Using Anscombe’s stopping rule is much better than using significance testing. With a 40% less regret than using repeated significance testing. The traditional way of using repeated significance testing leads to higher regret, and produces the correct answer less often than Anscombe’s method or using a fixed sample size.

In conclusion, using Anscombe’s methods minimizes regret, at the cost of giving up the ability to make inference. If you aim to make inferences about which ideas work best, you should pick a sample size prior to the experiment and run the experiment until the sample size is reached. But if you want to maximize conversions, use Anscombe’s rule.

*There are a lot of A/B testing calculators out there. If you do decide to pick your sample size in advance. I personally like ABBA [6]. Since it uses Aggresti-Coull confidence intervals and performs mulitple test correction, which avoid two other pitfalls not covered in this article.

[2] http://blog.hubspot.com/blog/tabid/6307/bid/31634/A-B-Testing-in-Action-3-Real-Life-Marketing-Experiments.aspx

[3] http://tdwi.org/videos/2010/08/actionable-analytics-at-zynga-leveraging-big-data-to-make-online-games-more-fun-and-social.aspx

[4] http://www.evanmiller.org/how-not-to-run-an-ab-test.html

[5] Anscombe. (1963). Sequential Medical Trials.

*Trials*,

*58*(302), 365-383.

[6] http://www.thumbtack.com/labs/abba/

**Acknowledgements:**

I’d like to thank Eric Schwartz for introducing me to the idea of optimizing sequential trials.

I think you may have a bug in your implementation of the “Repeated Significance” test. A correctly designed early-stopping trial will control overall type-1 error to be below the desired alpha, just like a one-shot trial.

If your alpha is .05, then you cannot have a false positive rate of more than 5%

So if you’re getting termination with the wrong answer 28% of the time (100-72), you probably have missed something in the implementation or I have missed something in your description.

There are many legitimate criticisms of “frequentist” methods, and a failure to minimize regret is probably one of them. Bayesian methods designed to minimize cost or maximize utility will generally do better than classical methods that don’t seek that. But the classical methods do meet the constraints they are designed for.

Hi Keith,

Thanks for your comments.

You are absolutely correct in your assessment. The termination with the wrong answer 28% of the time is due to using repeated significance test. I was trying to point out the problem of using significance testing as a stopping criterion for experiments.

If you apply classical significance testing once, at alpha 0.05, you will limit your false positives to 5%, however if you repeatedly apply this criteria until you reject the null hypothesis, then your false positive rate will be much higher.

This is how many people decide when to stop their A/B tests, and is implemented in programs like Optimizely. I was just pointing out the problems with this approach.

There are more valid frequentist approaches to repeated significance testing. These are actually a better choice for experimental design for inference, but the Bayesian methods are bettor for minimizing regret.
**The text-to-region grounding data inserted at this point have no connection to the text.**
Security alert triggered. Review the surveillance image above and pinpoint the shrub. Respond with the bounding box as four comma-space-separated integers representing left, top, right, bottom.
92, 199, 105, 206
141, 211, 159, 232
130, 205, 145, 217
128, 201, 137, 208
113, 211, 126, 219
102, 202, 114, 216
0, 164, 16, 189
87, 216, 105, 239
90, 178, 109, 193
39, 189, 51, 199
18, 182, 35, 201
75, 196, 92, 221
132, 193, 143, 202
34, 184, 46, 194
Hi, interesting article, thanks for sharing! I would be curious to see what does the decision boundary of the repeated significance test look like when you apply a Bonferroni correction. And what the simulated regret would be in that case?

Giovanni

Just curious – how do you choose between tests when you can’t get significance?

Hey Kevin,

You just pick the idea that has higher conversions. You won’t be able to make as strong statements about inference, but you end up exposing fewer people to the worse treatment.

Hey, thanks for taking the time to write this great article. One typo though, and it makes things a little confusing, what did you mean by ‘realized actualized’ when you were defining regret?

Thanks, that was a typo.

Basically it’s the difference between the revenue that you saw, and the expected revenue you would get if you had perfect information.

Hi Aaron, how did you choose ‘k’?

Estimate it based on how many users your site gets. For example if you have 10K visitors per month, and you expect to do a redesign every 6 months, K would be 60K.